New York’s highest court, the Court of Appeals, held last month that the doctrine of de facto corporations applies to LLCs. In re Hausman, No. 08854, 2009 NY LEXIS 4145 (Dec. 1, 2009). “De facto corporations” is an equitable doctrine that can be applicable when founders have attempted to form a corporation but failed to fully comply with the statutory requirements. The New York court is apparently the first appellate court in the nation to resolve this issue (other than the Fifth Circuit in Western Sec. Corp., 303 F. App'x 173 (5th Cir. 2008), an opinion that the Fifth Circuit has determined should not be published and which for most purposes is not precedent.)

 

It sometimes happens that founders of a corporation or LLC to enter into contracts, incur debts or take other actions on behalf of the entity before its formation. But if an agent enters into a contract on behalf of a non-existent entity, under agency law the other party to the contract will usually be able to hold the agent personally liable. The de facto corporation doctrine can permit judicial recognition of the entity’s existence, thereby avoiding personal liability of the agent.

 

 

In most states, including New York, an LLC begins to exist when its articles of organization or certificate of formation are filed with the appropriate state agency. E.g., N.Y. Ltd. Liab. Co. Law § 203. But occasionally founders jump the gun and act on behalf of the LLC before the filing is made, sometimes by mistake and sometimes knowing that the articles were not yet filed.

 

 

When creditors later claim that the founders are personally liable for contracts entered into before the LLC existed, the founders may defend on the grounds that a de facto corporation existed. There are also other situations, such as in Hausman, where the effectiveness of a conveyance or some other action will depend on whether the LLC existed at the time of the action, and the de facto corporation doctrine may then come into play.

 

 

Hausman was a probate proceeding. Lena Hausman’s will left real estate to her son and daughter and to the children of two predeceased sons. Before her death, the son and daughter executed articles of organization and prepared an operating agreement for a New York LLC. Lena Hausman then deeded the real estate to the son and daughter’s LLC, but the articles of organization for the new LLC were not filed with the New York Department of State until 14 days later.

 

 

Lena Hausman died seven months later and her will was admitted to probate. In the probate proceedings, the children of the predeceased sons claimed that the real estate should pass by will because Lena’s deed did not convey the real estate to a valid LLC. They pointed out that the LLC did not exist at the time of the deed.
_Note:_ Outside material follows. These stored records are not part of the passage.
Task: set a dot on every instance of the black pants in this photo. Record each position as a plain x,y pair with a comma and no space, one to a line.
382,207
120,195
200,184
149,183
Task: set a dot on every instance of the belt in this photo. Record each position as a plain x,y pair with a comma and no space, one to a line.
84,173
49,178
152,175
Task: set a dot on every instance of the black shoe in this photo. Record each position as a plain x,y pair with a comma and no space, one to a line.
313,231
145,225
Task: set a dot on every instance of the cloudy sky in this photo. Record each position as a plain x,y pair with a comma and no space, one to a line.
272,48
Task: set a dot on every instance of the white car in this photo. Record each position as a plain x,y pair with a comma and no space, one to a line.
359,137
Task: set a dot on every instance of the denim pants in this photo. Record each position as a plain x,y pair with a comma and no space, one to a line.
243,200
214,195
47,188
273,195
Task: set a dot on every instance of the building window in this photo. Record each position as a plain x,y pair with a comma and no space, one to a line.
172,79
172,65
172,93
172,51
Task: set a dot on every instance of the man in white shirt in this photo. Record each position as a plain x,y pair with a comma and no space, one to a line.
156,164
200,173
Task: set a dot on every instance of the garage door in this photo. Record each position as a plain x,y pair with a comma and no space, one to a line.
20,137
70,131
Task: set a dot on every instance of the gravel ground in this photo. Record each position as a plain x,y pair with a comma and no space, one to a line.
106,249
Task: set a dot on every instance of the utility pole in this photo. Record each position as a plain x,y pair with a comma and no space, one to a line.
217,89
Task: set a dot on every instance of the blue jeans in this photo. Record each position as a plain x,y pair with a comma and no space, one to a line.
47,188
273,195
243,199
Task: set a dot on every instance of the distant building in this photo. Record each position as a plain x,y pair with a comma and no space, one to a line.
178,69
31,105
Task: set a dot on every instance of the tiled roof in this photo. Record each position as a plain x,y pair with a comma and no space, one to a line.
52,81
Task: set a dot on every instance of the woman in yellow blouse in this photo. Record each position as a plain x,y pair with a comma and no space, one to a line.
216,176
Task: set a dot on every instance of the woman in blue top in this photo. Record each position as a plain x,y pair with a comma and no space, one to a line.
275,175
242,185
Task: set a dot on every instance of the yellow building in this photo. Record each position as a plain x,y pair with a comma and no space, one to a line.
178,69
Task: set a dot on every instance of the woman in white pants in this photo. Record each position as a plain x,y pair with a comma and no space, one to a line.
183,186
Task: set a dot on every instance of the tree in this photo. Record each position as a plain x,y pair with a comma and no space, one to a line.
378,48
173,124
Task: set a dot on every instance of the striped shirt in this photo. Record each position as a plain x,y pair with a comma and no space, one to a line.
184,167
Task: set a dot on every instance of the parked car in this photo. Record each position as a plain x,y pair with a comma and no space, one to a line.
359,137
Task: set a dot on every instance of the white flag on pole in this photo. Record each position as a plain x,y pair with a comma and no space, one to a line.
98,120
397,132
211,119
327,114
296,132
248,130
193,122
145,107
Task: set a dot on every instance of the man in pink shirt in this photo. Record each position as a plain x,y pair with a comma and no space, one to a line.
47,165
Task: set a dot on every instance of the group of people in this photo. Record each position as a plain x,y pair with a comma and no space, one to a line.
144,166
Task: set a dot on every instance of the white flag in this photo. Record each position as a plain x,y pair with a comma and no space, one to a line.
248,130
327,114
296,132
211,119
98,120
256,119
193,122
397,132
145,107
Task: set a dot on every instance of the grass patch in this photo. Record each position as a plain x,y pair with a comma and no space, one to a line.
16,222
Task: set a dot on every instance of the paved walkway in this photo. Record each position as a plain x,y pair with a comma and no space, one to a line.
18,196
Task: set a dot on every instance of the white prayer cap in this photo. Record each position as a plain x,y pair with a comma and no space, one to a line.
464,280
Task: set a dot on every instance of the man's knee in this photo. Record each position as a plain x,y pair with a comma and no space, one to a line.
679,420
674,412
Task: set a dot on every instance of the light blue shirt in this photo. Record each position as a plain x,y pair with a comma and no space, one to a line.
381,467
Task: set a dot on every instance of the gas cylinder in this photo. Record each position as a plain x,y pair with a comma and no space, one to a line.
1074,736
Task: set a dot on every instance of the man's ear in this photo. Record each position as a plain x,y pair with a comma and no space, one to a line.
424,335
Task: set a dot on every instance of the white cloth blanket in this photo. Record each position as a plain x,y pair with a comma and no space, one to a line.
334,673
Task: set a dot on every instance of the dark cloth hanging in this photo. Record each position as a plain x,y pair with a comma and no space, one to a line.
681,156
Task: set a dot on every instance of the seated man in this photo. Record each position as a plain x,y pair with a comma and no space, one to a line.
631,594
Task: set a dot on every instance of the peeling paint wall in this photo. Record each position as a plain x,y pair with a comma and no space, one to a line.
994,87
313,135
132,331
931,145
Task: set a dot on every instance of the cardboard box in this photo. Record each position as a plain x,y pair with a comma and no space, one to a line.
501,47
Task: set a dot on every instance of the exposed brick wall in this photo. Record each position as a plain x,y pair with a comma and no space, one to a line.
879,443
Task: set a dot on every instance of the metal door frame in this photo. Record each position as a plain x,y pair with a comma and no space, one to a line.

The probate court concluded that the deed to the LLC was valid because the LLC was a de facto corporation when the deed was executed.

 

 

The Court of Appeals held that the de facto corporation doctrine is applicable to LLCs. “The statutory schemes of the Business Corporation Law and the Limited Liability Company Law are very similar, and we see no principled reason why the de facto corporation doctrine should not apply to both corporations and limited liability companies.” Hausman at *3. The court cited to no other authority, but implicitly recognized that the equitable considerations which support the doctrine for corporations apply to LLCs as well.

 

 

The Court of Appeals pointed out that the de facto corporation doctrine requires (1) a law under which the entity might be formed, (2) an attempt to form the entity, and (3) an exercise of the entity’s powers thereafter. Under the facts in Hausman, the court concluded that the second prong was not satisfied¾even though the doctrine was applicable, no de facto LLC existed because there had been no attempt to file the articles of organization until weeks after the deed conveying the real estate was executed.

 

 

It is worth noting that many other states have abolished the doctrine of de facto corporations. See, e.g., Equipto Div. Aurora Equip. Co. v. Yarmouth, 134 Wn.2d 356, 367, 950 P.2d 451 (1998). Many of those states have adopted variations of the Model Business Corporation Act, which is intended to abolish the de facto corporation doctrine. See Model Bus. Corp. Act §§ 2.03, 2.04 (2008). Presumably the states that have abolished the de facto corporation doctrine would not apply it to LLCs.